Zoran Spasojević (Serbian Cyrillic: Зоран Спасојевић; born January 22, 1949, in Kragujevac, died August 5, 2025, in Kragujevac), was a Serbian writer.

==Biography==
He has had published fourteen books and one compact disc.

He is also the author of the screenplay for a television comedy serial Without a Title (2000) and a radio drama Short history of alternating standing and falling (2004).

He has been published in more than seventy anthologies and collections of poetry, short stories, short drama and satire.

In addition to writing, he makes digital graphics and mail art works. His digital graphics can be seen in numerous internet magazines, newspapers and books.

He has received many awards for his works.

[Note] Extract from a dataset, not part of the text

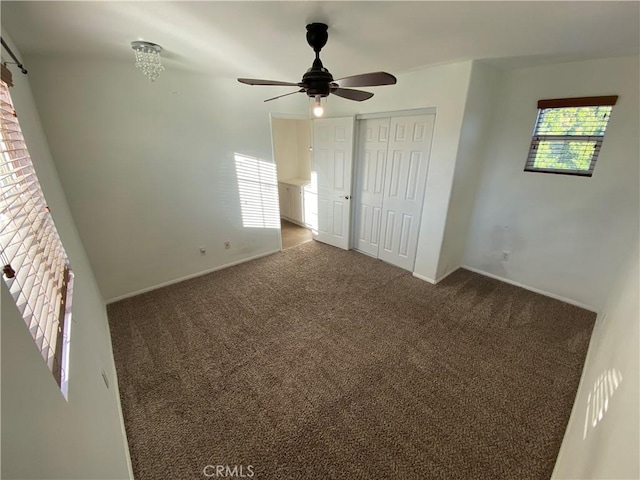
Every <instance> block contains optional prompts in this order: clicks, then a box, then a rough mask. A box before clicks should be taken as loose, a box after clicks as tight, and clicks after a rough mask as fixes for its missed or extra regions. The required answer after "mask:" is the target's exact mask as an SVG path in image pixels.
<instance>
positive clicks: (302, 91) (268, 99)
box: [265, 88, 304, 102]
mask: <svg viewBox="0 0 640 480" xmlns="http://www.w3.org/2000/svg"><path fill="white" fill-rule="evenodd" d="M302 92H304V88H301V89H300V90H296V91H295V92H289V93H285V94H284V95H278V96H277V97H272V98H267V99H266V100H265V102H270V101H271V100H275V99H277V98H282V97H286V96H287V95H293V94H294V93H302Z"/></svg>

He is a member of the Association of drama writers of Serbia and the Association of Serbian writers.

==Book==
- The Gift of Emptiness (poetry, Kragujevac, 1986)
- Farewell suit (short stories, Belgrade, 1997)
- Hunger (poetry, Kragujevac, 1998),
- Short Stories without Any Trouble (short stories - first edition, Belgrade, 2003)
- America has a hole (drama trilogy, Belgrade, 2003)
- Short Stories without Any Trouble (short stories - second expanded edition, Belgrade, 2006)
- Reservation Serbia (short drama, Belgrade, 2006)
- Gavrilo's Principle (comedy, Belgrade, 2008)
- Do you love me, Jakove (comedy, Belgrade, 2008)
- Here the rabbit drinks water (short satire, Belgrade, 2008)
- A little night mail (e-mail art, Kragujevac, 2009)
- My man (comedy, Belgrade, 2010)
- Hat (short stories, Belgrade, 2018)
- Stories (short stories, Belgrade, 2018)

==CD-ROM==
- Circus (graphics, books and texts - Kragujevac 2006).